Bless Emma Jean the breeder, who delivered one great puppy. He arrived paper trained, and after my first dutiful early-morning venture in the cold and dark to get him to switch his habits to the outdoors, I asked myself the logical question: what are you, crazy? Go back in and keep using the papers. We got a puppy who waits patiently for his food and who never begs, a puppy who doesn’t play favorites and who’s fearless enough to march up to the grouchiest looking bulldog in the West Village and give its rear end a good sniff. About an hour of each day is spent thoroughly kissing our boys’ faces and fingers and toes.
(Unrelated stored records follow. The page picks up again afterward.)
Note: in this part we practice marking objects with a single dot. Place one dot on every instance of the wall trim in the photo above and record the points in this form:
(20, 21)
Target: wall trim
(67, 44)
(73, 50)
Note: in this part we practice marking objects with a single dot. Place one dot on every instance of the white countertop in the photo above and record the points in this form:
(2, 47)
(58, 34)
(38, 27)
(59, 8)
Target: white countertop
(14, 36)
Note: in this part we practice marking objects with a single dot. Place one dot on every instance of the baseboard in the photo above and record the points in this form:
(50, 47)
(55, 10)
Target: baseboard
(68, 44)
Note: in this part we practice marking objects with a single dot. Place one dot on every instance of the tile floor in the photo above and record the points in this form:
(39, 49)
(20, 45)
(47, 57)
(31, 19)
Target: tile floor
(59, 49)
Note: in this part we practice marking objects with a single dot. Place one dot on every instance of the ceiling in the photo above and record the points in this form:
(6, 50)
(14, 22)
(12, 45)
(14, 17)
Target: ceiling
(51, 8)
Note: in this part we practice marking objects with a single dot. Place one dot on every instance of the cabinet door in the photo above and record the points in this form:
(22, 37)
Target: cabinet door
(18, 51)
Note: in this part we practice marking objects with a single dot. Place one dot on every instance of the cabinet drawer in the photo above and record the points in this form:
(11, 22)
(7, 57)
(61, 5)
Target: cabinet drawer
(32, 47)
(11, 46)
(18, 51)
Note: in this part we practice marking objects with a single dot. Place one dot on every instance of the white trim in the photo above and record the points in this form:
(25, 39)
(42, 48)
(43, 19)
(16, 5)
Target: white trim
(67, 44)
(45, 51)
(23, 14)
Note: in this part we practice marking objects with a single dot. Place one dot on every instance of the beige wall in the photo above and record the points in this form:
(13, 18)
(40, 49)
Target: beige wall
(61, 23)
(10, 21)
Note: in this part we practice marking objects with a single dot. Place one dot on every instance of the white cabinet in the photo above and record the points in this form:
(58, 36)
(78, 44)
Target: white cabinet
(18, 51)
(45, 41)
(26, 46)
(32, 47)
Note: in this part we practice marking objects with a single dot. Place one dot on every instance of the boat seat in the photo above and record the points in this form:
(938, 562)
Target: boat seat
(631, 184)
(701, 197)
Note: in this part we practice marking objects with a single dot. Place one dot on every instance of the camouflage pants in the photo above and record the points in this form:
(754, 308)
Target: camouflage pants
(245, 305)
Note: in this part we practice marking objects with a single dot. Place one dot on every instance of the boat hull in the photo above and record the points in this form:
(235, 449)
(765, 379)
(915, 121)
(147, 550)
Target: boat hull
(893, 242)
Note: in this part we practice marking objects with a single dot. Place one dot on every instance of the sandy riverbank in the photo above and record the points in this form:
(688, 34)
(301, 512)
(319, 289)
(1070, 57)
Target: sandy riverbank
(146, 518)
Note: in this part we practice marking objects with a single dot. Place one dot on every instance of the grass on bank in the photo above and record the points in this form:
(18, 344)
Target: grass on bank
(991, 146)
Something my research didn’t tell me was how much I would enjoy my training duties. After being a mother to humans, what a treat to do all that un-P.C. pre-Penelope Leach stuff. Finally I get to emulate my father’s authoritarian 1950s parenting style! I don’t have to praise the puppy’s process over his product like my boys’ good nursery-school teachers. When Ruggles is naughty, we say “bad dog” and when he gets something right we coo “good sit!” or “good stay!” “No,” we say, in no uncertain terms, “we don’t eat pigeon poop. We don’t lick the kitchen floor.” No explanation necessary, except this: because I’m the alpha dog and I said so. I also get to tell him he’s adorable, cute, a doll face, a sweetie pie a hundred times a day and he never gets a swelled head.
Another pleasure I didn’t anticipate was that wagging tail, like a permanent kinetic hindquarter grin. Every household should have one. And now that he’s beginning to get on board with the walks, I’m finding the tug of the leash irresistible, as satisfying as learning to work a clutch and stick shift. There’s tension between us, but it’s that rare kind of tension that feels just right; we’re a team.
With the new puppy in the apartment, the tally of bearded creatures around me grows: we have one bearded puppy, one Australian bearded dragon, one bearded husband and two smooth-faced but rapidly growing boys. And our community, already quite full, grows again. Our playground days have ended, but our dog-run years have just begun, with a whole new cast of characters to learn. Right on our hallway, Ruggles already has a standing play date with Danny the Westie and the aforementioned Megan. He’s still working out terms with our beloved Sandy and Ginger the huge Wheatens down the hall, who aren’t yet sure they approve of the brazen midget interloper.
Now, as I type, there’s a puppy in my lap. I don’t remember exactly how he got here — probably by sheer insinuation. He’s in his duck position, lying in a patch of early-spring sun coming into the window, sun we will lose if the massive glass-and-metal high rise gets built next door. It’s a mess out there, but in here, it couldn’t be warmer or friendlier.